We are renting from a colleague of a friend so there is at least a thin thread of 'Howdy do'. We paid all up in advance before we moved in.
So when we noticed the problem - about a minute and a half after we got in, cos you know I wanted to do something pretty extreme like wash my hands, well Steve mentioned to our landlord, and he copped a bit of a frosty response something like, 'Well what does it matter? The dishwasher works.'
Neither of us like fundamental things which don't work. If we were here for a couple of days then maybe I could find joy in the silliness of running down the stairs to rinse a cloth in the bathroom or wash some vegetables in loo, but 2 months is looming quite long into the distance and I imagine my smile will wane sometime soon. Steve's already has.

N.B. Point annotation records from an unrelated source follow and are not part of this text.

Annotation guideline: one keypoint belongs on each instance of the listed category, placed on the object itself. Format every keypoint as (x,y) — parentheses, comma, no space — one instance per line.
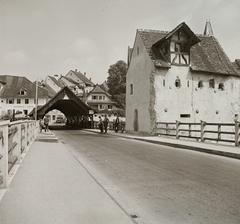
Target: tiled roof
(98,89)
(56,81)
(207,55)
(15,83)
(51,92)
(83,78)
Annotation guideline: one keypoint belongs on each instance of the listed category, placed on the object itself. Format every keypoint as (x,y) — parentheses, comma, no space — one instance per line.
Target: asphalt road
(159,184)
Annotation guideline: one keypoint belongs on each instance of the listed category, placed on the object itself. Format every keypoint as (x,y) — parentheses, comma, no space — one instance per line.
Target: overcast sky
(48,37)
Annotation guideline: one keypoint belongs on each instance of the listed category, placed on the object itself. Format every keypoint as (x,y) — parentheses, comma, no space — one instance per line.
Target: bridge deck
(51,186)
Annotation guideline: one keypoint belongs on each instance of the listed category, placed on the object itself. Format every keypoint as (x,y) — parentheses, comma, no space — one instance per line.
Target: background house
(100,101)
(18,96)
(179,75)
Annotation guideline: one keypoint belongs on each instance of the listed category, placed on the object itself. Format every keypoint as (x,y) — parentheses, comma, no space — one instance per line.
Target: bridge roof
(66,102)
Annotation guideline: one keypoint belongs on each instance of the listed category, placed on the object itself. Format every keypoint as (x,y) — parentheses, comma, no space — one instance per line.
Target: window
(180,48)
(94,97)
(10,101)
(221,86)
(200,84)
(184,115)
(212,83)
(178,83)
(131,88)
(22,92)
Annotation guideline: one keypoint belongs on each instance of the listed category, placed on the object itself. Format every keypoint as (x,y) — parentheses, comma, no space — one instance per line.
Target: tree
(116,80)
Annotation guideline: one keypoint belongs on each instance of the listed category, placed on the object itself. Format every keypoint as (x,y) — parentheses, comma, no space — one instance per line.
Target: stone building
(179,75)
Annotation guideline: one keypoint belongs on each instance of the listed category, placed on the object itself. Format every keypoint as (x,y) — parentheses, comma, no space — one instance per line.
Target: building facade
(179,75)
(18,96)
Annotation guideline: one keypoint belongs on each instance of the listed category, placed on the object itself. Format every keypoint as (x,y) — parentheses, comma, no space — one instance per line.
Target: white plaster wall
(171,101)
(139,75)
(22,106)
(213,105)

We went to the POUND SHOP, a UK institution where, you guessed it, everything costs a pound. Yeh it's a shit shop of rather epic proportions but today for less than a fiver we came out with what Steve imagined might clear the blockage. In my very best Strine accent I talked the manager out of a long strip of plastic that is used to display cheap shit, and that combined with the curtain wire stuff and some draino were the plumber's - Steve's tools of the trade. McGyvering is not something that sits well with Steve, whereas for me after years of fixing stuff in my house myself cos I had no cash to pay a tradie, well it's something I am pretty good at. I tied a couple of bits of plastic together with a bit of ribbon I found in the back of a drawer and Steve set about his task.
Here's the TOOLS, or maybe that's us?
To say there was shit everywhere is something of an understatement. No water, and no damage just big chunks of shit fished out of what Steve imagines are very poorly plumbed pipes.

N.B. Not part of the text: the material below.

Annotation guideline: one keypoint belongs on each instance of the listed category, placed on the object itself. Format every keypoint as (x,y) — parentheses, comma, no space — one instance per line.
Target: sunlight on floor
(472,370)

Anyway, there is some improvement. The sink smells cleaner and now it drains away, even if as slowly as a bunch of old people gumming their way through very tough steak while their dentures are being cleaned.
I found a pommie style bucket thing that I have seen used in kitchens over here to wash up in, instead of the sink. Yeh it sits in the sink and the idea has never really hit home for me. but I reckon it might be ok to your wash hands and then as and when is needed tip the bucket into the plants on the balcony or if I am feeling energetic I can run it down the steps to the loo. Yeh that's not gonna happen.
So here's the dilemma. Should we make a fuss of this with the landlord? If we didn't know him from Adam, we certainly would, and Steve wouldn't have spent hours today, up to his armpits in drain blockage shit. Or maybe we should just imagine that we are in some third world place and enjoy it's rustic nature.
Would YOU make a song and dance until it is fixed?